Appointees Recommended by Parties
By law, vacancies on boards of elections are filled by appointments from the parties. R.C. 3501.06 provides a process for parties to recommend replacements and directs the secretary of state to select the recommendations unless the secretary “has reason to believe that the elector would not be a competent member of the board.” Stainbrook, as chairman of the Lucas County Republican Party, delivered a letter to Husted recommending Bensman and Roberts. Husted rejected the recommendation and provided written reasons for the rejection. The party then had two choices, either recommend others or seek a writ from the Supreme Court to overturn his ruling. The party sought the writ.

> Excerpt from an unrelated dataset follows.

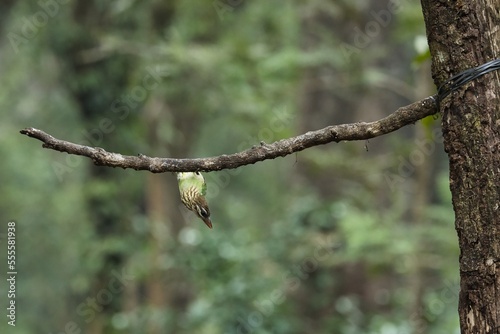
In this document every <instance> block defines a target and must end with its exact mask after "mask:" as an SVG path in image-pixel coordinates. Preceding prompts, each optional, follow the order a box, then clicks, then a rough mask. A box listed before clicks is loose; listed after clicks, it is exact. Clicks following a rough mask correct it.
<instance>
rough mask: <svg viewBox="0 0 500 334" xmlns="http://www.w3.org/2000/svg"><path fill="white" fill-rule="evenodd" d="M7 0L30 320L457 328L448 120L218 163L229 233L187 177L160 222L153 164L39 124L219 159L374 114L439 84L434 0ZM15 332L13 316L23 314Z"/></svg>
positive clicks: (219, 216)
mask: <svg viewBox="0 0 500 334" xmlns="http://www.w3.org/2000/svg"><path fill="white" fill-rule="evenodd" d="M3 6H5V8H4V10H3V11H2V14H0V15H2V20H1V22H2V23H1V29H2V32H3V34H2V36H3V37H4V38H3V39H2V41H1V43H2V47H1V48H0V50H1V51H0V59H1V60H2V61H1V63H0V75H1V78H2V81H3V83H4V84H3V85H2V90H1V91H0V110H1V111H0V112H1V113H2V116H3V119H4V121H3V122H1V123H0V136H1V142H2V144H1V145H0V154H1V156H3V157H5V159H4V161H3V163H2V164H1V165H0V177H1V180H2V192H1V193H0V196H1V200H0V209H1V210H0V222H1V224H0V226H1V229H0V232H1V233H3V234H2V235H1V236H2V240H1V244H2V252H1V254H2V255H1V257H0V260H1V261H2V263H6V258H5V254H6V252H5V249H6V247H5V240H6V238H5V232H6V224H7V222H8V221H9V220H14V221H16V223H17V271H18V276H17V285H16V289H17V291H16V292H17V293H16V303H17V305H18V308H17V322H16V329H15V332H16V333H61V332H62V333H78V330H81V333H156V332H158V333H204V334H207V333H208V334H210V333H424V332H425V333H453V332H456V333H458V318H457V314H456V305H457V291H458V265H457V257H458V246H457V242H456V234H455V231H454V228H453V212H452V208H451V199H450V195H449V189H448V187H449V186H448V178H447V171H446V169H447V164H446V156H445V155H444V153H443V149H442V145H441V144H440V141H439V138H437V137H436V136H435V135H433V134H435V133H439V128H438V122H437V121H435V120H434V122H433V120H432V119H428V120H426V121H425V122H423V123H418V124H417V125H416V126H415V127H408V128H405V129H402V130H401V131H398V132H397V133H393V134H390V135H387V136H386V138H382V139H380V138H377V139H374V140H371V141H367V142H364V143H362V142H358V143H340V144H330V145H327V146H322V147H315V148H311V149H308V150H306V151H304V152H300V153H298V154H294V155H291V156H288V157H285V158H282V159H276V160H273V161H266V162H262V163H259V164H256V165H251V166H245V167H241V168H239V169H237V170H231V171H221V172H218V173H209V174H206V176H205V178H206V180H207V183H208V187H209V189H208V191H209V194H208V201H209V204H210V207H211V211H212V217H213V221H214V230H213V231H209V230H208V229H206V228H205V227H204V226H203V225H202V224H201V223H200V222H199V221H197V220H196V218H194V217H193V216H192V215H190V214H188V213H186V212H185V211H183V208H182V206H181V205H180V200H179V198H177V197H175V195H176V191H177V190H176V189H175V188H176V187H177V185H176V182H175V178H174V176H173V175H164V176H163V175H161V176H155V179H154V180H156V181H153V183H155V182H165V184H166V187H168V189H169V190H168V192H169V194H173V196H167V195H166V196H167V197H166V198H168V199H169V201H168V203H167V202H166V203H165V211H166V213H165V215H164V219H160V220H161V221H156V220H155V218H154V215H152V214H151V209H150V207H152V206H153V204H152V202H153V200H152V199H151V196H150V195H148V194H150V191H151V190H150V189H152V188H151V187H152V185H151V181H150V179H148V177H151V176H149V175H146V173H144V172H136V171H133V170H116V169H106V168H104V167H95V166H93V165H92V163H91V161H89V160H88V159H85V158H82V157H75V156H68V155H67V154H61V153H58V152H54V151H49V150H45V149H42V148H41V145H40V143H39V142H38V141H35V140H33V139H29V138H27V137H23V136H21V135H20V134H19V130H20V129H22V128H24V127H28V126H32V127H37V128H40V129H43V130H45V131H47V132H48V133H50V134H52V135H54V136H56V137H58V138H61V139H66V140H69V141H74V142H77V143H81V144H87V145H92V146H100V147H103V148H105V149H107V150H109V151H118V152H120V153H123V154H130V155H135V154H138V153H143V154H146V155H152V156H165V157H170V156H176V157H202V156H213V155H219V154H228V153H233V152H237V151H239V150H243V149H246V148H249V147H251V146H252V145H259V143H260V142H261V141H264V142H272V141H275V140H279V139H282V138H286V137H290V136H292V135H296V134H298V133H300V132H305V131H307V130H314V129H316V128H317V127H322V126H327V125H329V124H335V123H339V122H343V121H344V120H345V121H349V122H355V121H361V120H363V121H364V120H375V119H377V118H380V117H382V116H384V115H386V114H388V113H390V112H392V111H393V110H394V109H395V108H397V106H400V105H403V104H407V103H409V102H412V101H413V100H414V99H417V98H419V97H423V96H419V94H420V93H419V92H424V94H432V93H433V92H432V90H431V89H428V88H425V87H429V86H430V85H431V83H430V79H429V77H428V76H427V78H426V79H424V80H421V79H418V77H419V73H420V72H424V73H425V71H426V67H425V66H428V57H426V56H425V53H426V51H425V50H423V51H422V50H421V38H422V36H423V35H424V34H425V33H424V31H423V19H422V14H421V12H420V9H419V6H418V5H416V4H413V3H411V4H410V3H408V2H405V5H402V6H401V8H399V9H398V11H397V12H394V13H393V12H387V3H385V2H377V3H374V4H372V3H368V2H363V1H328V2H324V1H323V2H322V1H309V2H307V3H302V2H300V1H288V2H286V3H281V2H265V1H252V2H249V1H243V0H242V1H227V2H224V1H222V0H220V1H219V0H216V1H206V2H201V1H198V2H186V1H184V2H183V1H172V2H162V1H151V2H138V1H114V2H106V1H97V0H95V1H87V2H84V1H74V2H67V3H66V2H64V3H62V2H61V3H59V2H57V1H49V0H47V1H45V2H44V1H42V2H39V3H34V2H29V1H24V0H23V1H16V2H9V3H8V4H5V5H3ZM383 11H386V12H383ZM40 13H41V14H40ZM374 13H375V14H374ZM381 13H389V14H388V15H389V16H387V15H386V16H385V19H386V21H384V22H382V23H381V22H380V21H379V20H378V19H377V18H379V19H380V15H382V14H381ZM37 15H38V16H37ZM44 17H45V18H46V19H44ZM370 24H371V25H370ZM377 24H378V25H377ZM370 27H372V28H373V27H378V30H372V31H370V29H371V28H370ZM367 29H368V30H367ZM357 31H360V32H361V33H364V34H365V35H366V36H367V37H368V39H366V36H365V37H364V38H365V39H366V40H365V42H366V45H364V46H363V47H360V46H359V45H358V46H357V45H356V42H355V41H356V38H361V37H360V36H356V33H357ZM417 39H420V42H417V41H416V40H417ZM342 45H344V46H345V45H350V46H351V47H352V48H353V49H351V51H352V50H354V51H353V53H352V54H350V55H349V56H348V57H346V54H345V52H344V51H345V50H343V48H342ZM415 45H420V46H419V47H418V48H417V49H416V48H415V47H414V46H415ZM426 59H427V61H426ZM153 72H154V73H156V75H157V77H156V79H155V81H151V75H152V74H151V73H153ZM427 72H428V71H427ZM145 80H148V81H145ZM145 82H147V83H148V85H146V84H145ZM146 87H151V88H149V89H146ZM311 87H312V88H311ZM422 87H423V88H422ZM313 95H314V96H313ZM329 101H330V102H329ZM331 101H334V102H331ZM316 102H317V103H316ZM332 105H333V106H336V108H330V107H329V106H332ZM325 106H326V107H325ZM377 106H378V107H377ZM104 119H106V120H109V121H110V122H111V123H110V124H111V125H110V124H107V123H106V122H105V123H102V121H103V120H104ZM106 124H107V125H106ZM419 127H420V128H421V129H424V132H425V134H424V135H423V136H420V137H419V131H417V130H415V129H418V128H419ZM436 130H437V132H436ZM419 143H426V144H425V145H427V146H425V145H424V144H423V145H424V146H422V145H419ZM429 147H430V148H432V150H430V149H429ZM421 158H422V159H421ZM426 173H427V174H426ZM424 174H425V175H427V176H426V177H423V176H422V175H424ZM422 180H423V181H422ZM422 183H425V184H427V185H428V186H426V187H421V186H419V184H420V185H421V184H422ZM172 189H173V190H172ZM174 211H175V212H174ZM179 219H181V220H182V221H180V220H179ZM173 226H178V228H174V227H173ZM179 226H180V227H179ZM3 268H5V267H3ZM117 273H118V274H117ZM1 275H2V281H3V282H4V283H5V278H3V277H4V276H3V275H6V272H5V271H3V272H2V273H1ZM117 275H118V276H120V277H121V279H122V280H121V281H120V282H121V283H120V284H121V285H120V287H119V289H117V290H116V291H115V290H113V286H112V285H111V283H112V282H116V277H117ZM158 282H159V283H160V288H159V289H158V286H156V285H155V284H156V283H158ZM4 283H2V284H1V285H0V287H1V291H0V293H1V295H2V300H5V296H6V295H7V291H6V289H5V287H6V285H5V284H4ZM109 291H115V292H112V293H110V292H109ZM155 294H156V295H155ZM158 294H159V295H161V296H162V297H161V298H160V299H161V302H160V303H159V302H155V301H154V300H155V297H157V296H158ZM173 295H174V297H172V296H173ZM175 296H182V297H183V298H181V299H179V298H176V297H175ZM89 298H90V299H92V298H97V300H98V303H97V305H96V306H95V307H91V306H90V305H91V304H89V303H88V301H89ZM99 300H101V302H99ZM103 301H104V302H103ZM4 310H5V308H4ZM4 312H5V311H4ZM0 330H1V331H2V332H3V333H7V332H12V328H11V327H10V326H9V325H8V324H7V323H6V321H5V316H4V320H3V321H2V322H0Z"/></svg>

Husted then accepted the Democratic nominee to replace Rothenbuhler, reinstated Irish, and appointed two Lucas County Republicans whom he selected himself, so that the board had four members and continued to operate during the appeal process.

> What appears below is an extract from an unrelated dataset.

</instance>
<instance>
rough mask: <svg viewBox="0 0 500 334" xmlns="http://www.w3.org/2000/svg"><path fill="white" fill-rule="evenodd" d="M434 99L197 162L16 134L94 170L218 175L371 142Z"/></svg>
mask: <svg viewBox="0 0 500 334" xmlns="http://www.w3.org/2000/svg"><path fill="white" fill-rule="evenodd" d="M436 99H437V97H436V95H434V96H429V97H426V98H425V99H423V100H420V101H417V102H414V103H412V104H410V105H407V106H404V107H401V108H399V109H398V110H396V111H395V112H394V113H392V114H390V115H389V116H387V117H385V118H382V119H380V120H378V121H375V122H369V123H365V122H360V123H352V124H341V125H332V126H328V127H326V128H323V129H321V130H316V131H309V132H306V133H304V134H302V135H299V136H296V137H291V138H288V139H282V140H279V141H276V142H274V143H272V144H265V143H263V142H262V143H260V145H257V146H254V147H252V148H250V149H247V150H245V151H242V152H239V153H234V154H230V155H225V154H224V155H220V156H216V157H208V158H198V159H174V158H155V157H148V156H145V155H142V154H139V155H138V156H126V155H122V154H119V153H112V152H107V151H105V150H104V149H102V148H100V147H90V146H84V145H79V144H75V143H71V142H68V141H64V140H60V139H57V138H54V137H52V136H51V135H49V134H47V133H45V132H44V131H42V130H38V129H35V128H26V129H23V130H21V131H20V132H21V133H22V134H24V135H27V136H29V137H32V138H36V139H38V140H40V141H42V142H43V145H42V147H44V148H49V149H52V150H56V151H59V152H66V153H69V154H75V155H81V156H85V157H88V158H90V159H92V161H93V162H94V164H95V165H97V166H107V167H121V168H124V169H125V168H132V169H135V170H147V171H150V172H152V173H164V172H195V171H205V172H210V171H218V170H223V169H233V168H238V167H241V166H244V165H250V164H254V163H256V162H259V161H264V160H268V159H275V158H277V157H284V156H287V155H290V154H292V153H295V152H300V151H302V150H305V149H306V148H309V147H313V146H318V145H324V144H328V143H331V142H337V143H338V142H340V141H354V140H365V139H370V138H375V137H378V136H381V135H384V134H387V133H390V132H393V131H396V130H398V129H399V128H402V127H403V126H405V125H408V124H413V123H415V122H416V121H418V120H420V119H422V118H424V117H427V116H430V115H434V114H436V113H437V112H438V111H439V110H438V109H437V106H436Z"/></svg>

Board Must Prove Appointees Are Qualified
The Court explained that state law expressly places the burden of proof on the party to prove the nominees are qualified, and that Husted has discretion to determine the competence of recommended candidates. The Court noted it will overturn the secretary’s rejection of a recommendation “only to correct an abuse of discretion.”
Citing the Supreme Court’s 1974 State ex rel. Lucas Cty. Democratic Executive Commt. v. Brown decision, the Court noted that competence to serve is more than just having the qualities of intelligence and integrity. “It also includes the basic ability to get along with co-workers and inspire confidence in the election system,” the opinion stated.

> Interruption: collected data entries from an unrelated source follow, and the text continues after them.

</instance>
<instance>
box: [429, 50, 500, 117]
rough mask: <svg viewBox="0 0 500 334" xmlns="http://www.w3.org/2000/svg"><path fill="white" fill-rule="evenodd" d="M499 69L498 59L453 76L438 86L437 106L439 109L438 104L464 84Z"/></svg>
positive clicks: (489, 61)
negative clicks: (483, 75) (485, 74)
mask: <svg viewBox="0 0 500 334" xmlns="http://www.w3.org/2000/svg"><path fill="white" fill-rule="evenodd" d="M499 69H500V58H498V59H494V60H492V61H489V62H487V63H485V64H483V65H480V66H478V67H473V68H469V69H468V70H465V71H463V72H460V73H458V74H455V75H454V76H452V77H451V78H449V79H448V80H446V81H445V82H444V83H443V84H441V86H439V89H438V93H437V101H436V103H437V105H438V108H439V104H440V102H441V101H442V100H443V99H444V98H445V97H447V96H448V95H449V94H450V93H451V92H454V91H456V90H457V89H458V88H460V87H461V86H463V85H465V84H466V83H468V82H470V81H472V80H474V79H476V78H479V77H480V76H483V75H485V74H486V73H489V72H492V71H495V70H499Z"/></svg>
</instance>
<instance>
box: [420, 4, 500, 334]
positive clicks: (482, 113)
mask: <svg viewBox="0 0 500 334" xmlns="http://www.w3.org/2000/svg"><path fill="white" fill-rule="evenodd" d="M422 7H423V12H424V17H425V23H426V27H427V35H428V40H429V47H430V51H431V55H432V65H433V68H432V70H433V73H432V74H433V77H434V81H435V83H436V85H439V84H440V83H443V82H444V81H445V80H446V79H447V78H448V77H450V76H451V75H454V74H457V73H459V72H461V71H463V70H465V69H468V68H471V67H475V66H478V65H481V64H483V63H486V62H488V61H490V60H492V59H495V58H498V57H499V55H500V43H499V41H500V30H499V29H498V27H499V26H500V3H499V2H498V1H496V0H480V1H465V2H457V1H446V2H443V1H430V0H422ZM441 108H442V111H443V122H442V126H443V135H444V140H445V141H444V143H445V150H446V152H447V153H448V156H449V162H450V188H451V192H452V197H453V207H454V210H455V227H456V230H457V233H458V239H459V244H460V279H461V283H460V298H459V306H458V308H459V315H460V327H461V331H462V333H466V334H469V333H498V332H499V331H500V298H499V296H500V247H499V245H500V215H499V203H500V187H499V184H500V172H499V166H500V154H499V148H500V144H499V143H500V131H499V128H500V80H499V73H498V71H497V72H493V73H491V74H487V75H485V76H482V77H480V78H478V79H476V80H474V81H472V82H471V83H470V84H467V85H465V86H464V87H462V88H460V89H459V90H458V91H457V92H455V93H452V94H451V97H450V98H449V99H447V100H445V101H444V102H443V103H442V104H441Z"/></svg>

Regarding Bensman, who is a hydrogeologist with an engineering firm, the party described her as “politically active” and “generally familiar” with the board’s operations. Husted wrote, however, the reports he received found Bensman to be “a central figure in creating an environment of dysfunction and distrust” at the board.
“Appointing a board member with her long history of disruptive and confrontational behavior, who was repeatedly described as engaging in intimidating tactics and abusive language with board members and staff, would ill-serve Husted’s goal of restoring public confidence in the Lucas County Board of Elections,” the Court concluded.
Aside from serving five months as board director, Roberts has spent 15 years as an executive in a management consulting company. Husted described Roberts as incompetent to be on the board because Roberts indicated in his resignation letter he was “not up to the job” of changing the culture of the board. The Court found that Husted was within his rights to interpret the word “competence” to include the ability to change the culture of the board and the Court deferred to Husted’s decision. It held the county GOP was not entitled to have Roberts or Bensman appointed.
Justices’ Votes
Chief Justice Maureen O’Connor and Justices Paul E. Pfeifer, Terrence O’Donnell, and William M. O’Neill joined the majority opinion.
Justices Judith Ann Lanzinger, Sharon L. Kennedy, and Judith L. French did not participate in the decision.
2014-1123. State ex rel. Lucas Cty. Republican Party Executive Commt. v. Husted, Slip Opinion No. 2015-Ohio-3948.